Bigger male mandarinfish (Synchiropus splendidus) produce more sperm, according to a study published in the most recent issue of the Journal of Zoology.
Maria Rasotto, Yvonne Sadovy and Gearge Mitcheson test the hypothesis that the pelagic spawning female mandarinfish choose larger males, and that they derive fecundity benefits in doing so, i.e. that larger males produce more sperm.
The authors carried out a series of mate choice experiments in which they allowed female fish to choose between a large and a small male (differing in size by 1.0–1.5 cm in total length) in the aquarium.
They also collected freshly released eggs and sperm (using a plastic bag) of 67 pair spawns involving focal individuals off Malakal Island, Palau, visually estimating the sizes of the males (3.1–5.8 cm total length) and females (2.3–3.8 cm total length) involved in each spawn.
The numbers of the collected eggs and sperm were then estimated, and the fertilisation rate of each spawn was recorded.
In the mate choice experiments, the researchers found that females showed a preference for the larger male, attempting to pair exclusively with them.
This was corroborated by the field observations made of spawning fish, in which larger females (bigger than 3.0 cm total length) spawned 94% of the time only with males larger than 4.0 cm total length and always with males larger than themselves.

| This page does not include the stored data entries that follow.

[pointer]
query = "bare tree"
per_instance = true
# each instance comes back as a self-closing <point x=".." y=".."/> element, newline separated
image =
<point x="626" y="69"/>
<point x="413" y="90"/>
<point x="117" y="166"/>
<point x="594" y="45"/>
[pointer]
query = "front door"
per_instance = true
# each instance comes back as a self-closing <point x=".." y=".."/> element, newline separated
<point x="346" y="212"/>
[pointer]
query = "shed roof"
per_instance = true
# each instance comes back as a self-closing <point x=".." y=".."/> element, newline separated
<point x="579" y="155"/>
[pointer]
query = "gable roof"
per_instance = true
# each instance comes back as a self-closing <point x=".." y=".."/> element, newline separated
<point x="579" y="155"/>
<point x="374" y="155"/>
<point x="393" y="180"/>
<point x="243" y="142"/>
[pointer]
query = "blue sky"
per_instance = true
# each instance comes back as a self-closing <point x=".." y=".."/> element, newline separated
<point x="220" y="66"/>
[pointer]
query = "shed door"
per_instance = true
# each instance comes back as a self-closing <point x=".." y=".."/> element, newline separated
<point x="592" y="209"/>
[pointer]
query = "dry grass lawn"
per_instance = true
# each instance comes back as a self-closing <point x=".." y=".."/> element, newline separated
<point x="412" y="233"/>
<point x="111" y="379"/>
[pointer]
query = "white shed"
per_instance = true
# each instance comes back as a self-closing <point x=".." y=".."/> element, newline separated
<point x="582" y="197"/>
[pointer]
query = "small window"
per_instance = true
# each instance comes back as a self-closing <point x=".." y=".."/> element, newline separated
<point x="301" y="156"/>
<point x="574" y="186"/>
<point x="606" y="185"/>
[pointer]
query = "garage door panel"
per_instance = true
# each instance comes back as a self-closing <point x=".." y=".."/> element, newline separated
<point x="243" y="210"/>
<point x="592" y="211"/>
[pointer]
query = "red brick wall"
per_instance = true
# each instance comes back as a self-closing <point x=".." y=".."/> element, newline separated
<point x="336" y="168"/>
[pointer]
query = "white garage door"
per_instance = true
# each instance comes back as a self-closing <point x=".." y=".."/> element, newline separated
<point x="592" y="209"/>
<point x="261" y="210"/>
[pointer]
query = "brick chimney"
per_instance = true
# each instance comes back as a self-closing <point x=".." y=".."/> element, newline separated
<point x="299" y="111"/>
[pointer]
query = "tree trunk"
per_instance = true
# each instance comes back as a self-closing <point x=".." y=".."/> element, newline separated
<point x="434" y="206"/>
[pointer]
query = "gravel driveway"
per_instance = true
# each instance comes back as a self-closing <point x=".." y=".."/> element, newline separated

The authors found the male mandarinfish to release anywhere from 50,000 to 230,000 sperm per ejaculate, with a strong positive correlation between both the mean number of eggs and the mean number of sperm released during a single spawning and body size.
Although the body size of the males does not predict fertilisation success, the researchers found a positive association between the number of sperm released and fertilization rate. This implied that females might suffer a fecundity risk when mating with smaller males.
The results of this study have implications for the conservation of this species. The mandarinfish is intensively collected for the aquarium trade, and large males are preferentially targeted. The authors contend that this could negatively affect female mate choice and fertility, possibly limiting the reproductive potential of this species.